Hi,

Having a cold standby server in a different location would be nice. But at this point you can't use clustering anymore. So I spent some time and build a cold standby. Here is how I did it.

System: ZCS 4.5.6 NE on Ubuntu 6.06.1

Step one:
Create a 1:1 copy of your server. You can use what ever you prefer LVM snapshot, physical hard drive copy, rsync. I used rsync as I don't have physical access to server.
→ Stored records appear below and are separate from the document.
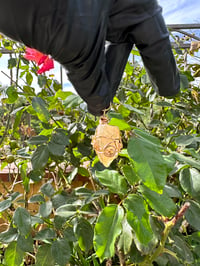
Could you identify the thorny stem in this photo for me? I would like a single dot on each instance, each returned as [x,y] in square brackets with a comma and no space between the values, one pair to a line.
[168,226]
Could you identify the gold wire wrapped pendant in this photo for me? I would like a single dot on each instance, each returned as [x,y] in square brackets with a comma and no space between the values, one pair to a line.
[106,142]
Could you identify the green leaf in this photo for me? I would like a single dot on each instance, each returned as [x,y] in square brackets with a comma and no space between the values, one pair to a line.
[184,140]
[61,251]
[183,251]
[161,203]
[5,204]
[126,237]
[107,229]
[186,159]
[56,149]
[40,108]
[192,215]
[190,182]
[37,140]
[44,256]
[62,94]
[42,80]
[12,94]
[184,83]
[72,101]
[60,137]
[40,157]
[133,109]
[9,236]
[121,124]
[27,90]
[12,62]
[115,182]
[130,174]
[29,78]
[18,114]
[45,209]
[66,210]
[47,189]
[36,175]
[148,161]
[14,255]
[84,232]
[22,219]
[138,218]
[44,234]
[25,243]
[36,198]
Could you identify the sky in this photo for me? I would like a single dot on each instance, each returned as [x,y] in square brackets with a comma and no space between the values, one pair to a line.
[181,11]
[174,12]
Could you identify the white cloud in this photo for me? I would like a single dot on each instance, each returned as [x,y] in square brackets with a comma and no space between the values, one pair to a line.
[181,11]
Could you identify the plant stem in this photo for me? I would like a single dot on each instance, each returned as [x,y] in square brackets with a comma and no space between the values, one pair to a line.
[168,226]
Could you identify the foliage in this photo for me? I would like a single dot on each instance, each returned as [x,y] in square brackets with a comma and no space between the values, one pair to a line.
[125,214]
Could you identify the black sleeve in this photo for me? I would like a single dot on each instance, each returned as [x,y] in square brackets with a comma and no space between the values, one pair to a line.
[152,40]
[140,22]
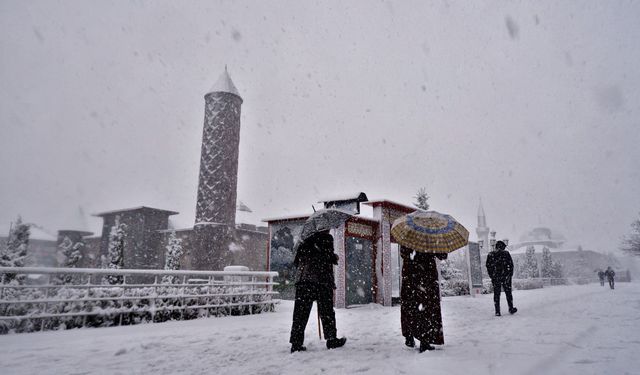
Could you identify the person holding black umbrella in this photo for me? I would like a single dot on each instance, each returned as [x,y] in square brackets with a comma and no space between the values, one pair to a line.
[314,261]
[424,238]
[420,313]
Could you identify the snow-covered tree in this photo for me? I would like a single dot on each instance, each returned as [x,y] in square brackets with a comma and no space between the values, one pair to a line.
[422,198]
[115,254]
[530,265]
[631,243]
[14,254]
[172,256]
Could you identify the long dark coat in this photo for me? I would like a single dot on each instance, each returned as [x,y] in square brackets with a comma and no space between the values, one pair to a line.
[420,313]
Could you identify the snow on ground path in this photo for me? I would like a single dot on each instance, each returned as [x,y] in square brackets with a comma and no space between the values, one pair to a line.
[561,330]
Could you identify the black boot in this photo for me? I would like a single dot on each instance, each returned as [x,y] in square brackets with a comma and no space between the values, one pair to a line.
[336,343]
[425,346]
[409,341]
[298,348]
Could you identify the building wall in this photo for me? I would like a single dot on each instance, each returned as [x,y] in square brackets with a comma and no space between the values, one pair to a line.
[142,244]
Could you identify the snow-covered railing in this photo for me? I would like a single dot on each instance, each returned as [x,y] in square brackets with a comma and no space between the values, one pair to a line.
[54,298]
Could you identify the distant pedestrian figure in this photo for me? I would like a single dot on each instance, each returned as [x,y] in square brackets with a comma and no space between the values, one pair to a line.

Important for this step: zimbra needs to be down to make sure its really 1:1.

Step two:
Adjusting DNS. As zimbra wont start if the DNS is not correct we have to fake a bit.
Lets say the primary server is: zmail.mydomain.tld - add an additional DNS entry for this server zmail2.mydomain.tld
Install a local DNS server on your cold standby server - I used dnsmasq.
We need this DNS server so the cold standby server can use the FQDN of your primary server while having a different IP. To do this I added this line in /etc/dnsmasq.conf:
Code:
address=/zmail.mydomain.tld/192.168.1.100
and changed /etc/hosts to:
Code:
127.0.0.1       localhost.localdomain localhost
192.168.1.100  zmail.mydomain.tld zmail
Now the cold standby server can use "zmail.mydomain.tld" to run a local zimbra configured for you primary server and still access the primary server using zmail2.mydomain.tld.

Step three:
Configure password less ssh using ssh keys - we need this to use rsync in a cron job.

Step four:
To be sure nothing is going wrong while syncing the backups I moved /opt/zimbra/backup to /zmailbackup.

Step five:
Create some scripts to control the sync / restore and if your server is "cold standby" or "active"

/root/coldstandby is just a file. I use it to check if the server is in "cold standby" modus or live.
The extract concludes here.